E.1.4 Convergence, Eigenvalues, and Trust Regions

Prerequisites: E.1.2 Bellman Matrix Form, especially $\boldsymbol{v} = \boldsymbol{r} + \gamma P\boldsymbol{v}$ . E.1.3 Dot Products and Norms, especially the definition of the L2 norm.

Overview

The previous two articles derived the matrix form of the Bellman equation, $\boldsymbol{v} = \boldsymbol{r} + \gamma P\boldsymbol{v}$ , and discussed function approximation. Both share one premise: training repeatedly applies an update rule. Whether it is value iteration $v_{k+1} = r + \gamma P v_k$ or SGD updating weights $\boldsymbol{w} \leftarrow \boldsymbol{w} - \alpha \boldsymbol{g}$ , the process is iterative.

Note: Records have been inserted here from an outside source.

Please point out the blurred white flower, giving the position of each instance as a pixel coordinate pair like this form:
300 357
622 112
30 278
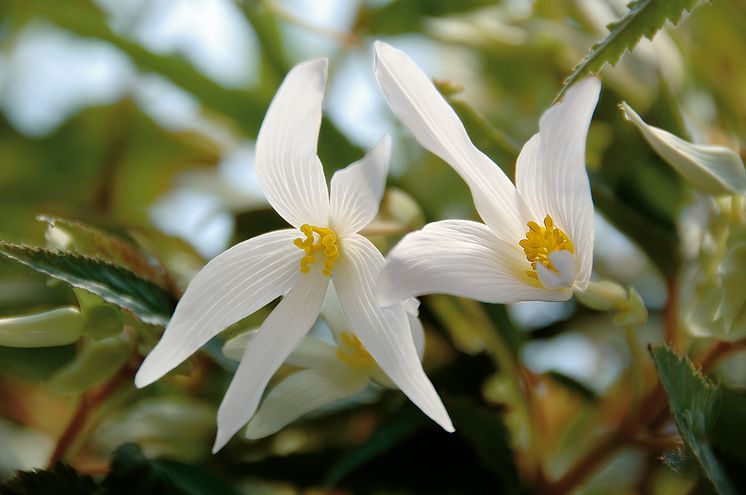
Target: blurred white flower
329 372
253 273
537 243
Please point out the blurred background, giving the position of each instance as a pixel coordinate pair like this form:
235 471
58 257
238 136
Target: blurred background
138 118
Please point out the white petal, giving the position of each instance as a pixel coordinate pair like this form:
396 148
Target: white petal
278 335
421 108
357 190
230 287
301 393
418 334
331 312
566 265
288 169
551 174
711 169
384 332
310 352
461 258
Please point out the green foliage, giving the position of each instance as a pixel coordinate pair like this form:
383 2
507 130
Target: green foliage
60 480
132 472
114 284
708 418
644 18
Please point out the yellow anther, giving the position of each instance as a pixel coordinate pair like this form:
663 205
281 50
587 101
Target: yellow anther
540 242
352 352
318 239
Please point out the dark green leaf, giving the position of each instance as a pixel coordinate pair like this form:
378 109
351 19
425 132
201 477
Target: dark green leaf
95 243
489 437
114 284
696 405
644 18
60 480
132 472
401 426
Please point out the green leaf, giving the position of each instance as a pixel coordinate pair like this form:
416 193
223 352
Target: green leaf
114 284
95 243
60 480
401 426
488 435
697 406
132 472
644 18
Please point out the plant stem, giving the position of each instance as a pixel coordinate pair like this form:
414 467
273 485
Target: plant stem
88 403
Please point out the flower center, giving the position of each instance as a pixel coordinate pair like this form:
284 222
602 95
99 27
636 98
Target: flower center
352 352
318 239
540 242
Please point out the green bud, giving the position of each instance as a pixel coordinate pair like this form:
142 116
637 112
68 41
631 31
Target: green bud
610 296
57 327
95 364
711 169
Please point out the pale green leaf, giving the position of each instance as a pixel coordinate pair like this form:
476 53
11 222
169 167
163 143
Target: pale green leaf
113 283
644 18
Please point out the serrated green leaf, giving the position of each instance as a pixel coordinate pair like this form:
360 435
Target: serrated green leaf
132 472
114 284
60 480
696 404
95 243
486 432
644 18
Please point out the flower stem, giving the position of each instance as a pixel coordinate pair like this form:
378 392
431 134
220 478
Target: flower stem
91 400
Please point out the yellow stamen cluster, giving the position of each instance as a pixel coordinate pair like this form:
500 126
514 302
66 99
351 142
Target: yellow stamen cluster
540 242
325 241
352 352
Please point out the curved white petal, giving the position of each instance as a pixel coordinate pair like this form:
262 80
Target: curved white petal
301 393
288 169
357 190
712 169
278 335
310 352
551 174
461 258
384 332
418 334
230 287
421 108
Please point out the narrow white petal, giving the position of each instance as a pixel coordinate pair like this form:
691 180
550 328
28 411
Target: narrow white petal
301 393
566 270
418 334
331 312
278 335
461 258
357 190
551 174
288 169
421 108
711 169
384 332
230 287
310 352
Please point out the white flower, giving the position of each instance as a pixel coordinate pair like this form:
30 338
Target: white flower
537 243
297 265
328 372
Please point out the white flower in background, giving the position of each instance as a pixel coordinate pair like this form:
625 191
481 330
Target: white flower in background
297 265
329 372
537 243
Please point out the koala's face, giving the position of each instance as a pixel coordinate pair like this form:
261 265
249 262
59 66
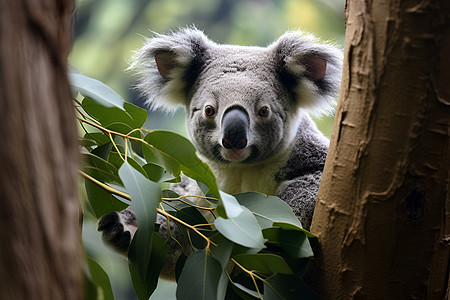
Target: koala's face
242 103
237 115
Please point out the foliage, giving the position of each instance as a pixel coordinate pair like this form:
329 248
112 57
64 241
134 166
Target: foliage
253 248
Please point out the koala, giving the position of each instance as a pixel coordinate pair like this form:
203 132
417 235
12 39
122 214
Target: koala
248 114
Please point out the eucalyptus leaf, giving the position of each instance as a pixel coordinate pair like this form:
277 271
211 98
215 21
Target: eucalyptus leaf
157 173
99 168
173 147
119 120
294 242
100 278
264 263
101 201
243 230
144 287
95 90
145 197
230 207
244 292
200 277
281 286
192 216
268 209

The previous article ended with two unresolved questions:

When we repeatedly apply $v_{k+1} = r + \gamma P v_k$ , how do we guarantee that the sequence converges instead of oscillating forever or diverging?
When policy parameters are updated, gradient clipping limits the maximum step size, but the same step size in different parameter directions can have very different effects on the policy distribution. This requires a more refined constraint.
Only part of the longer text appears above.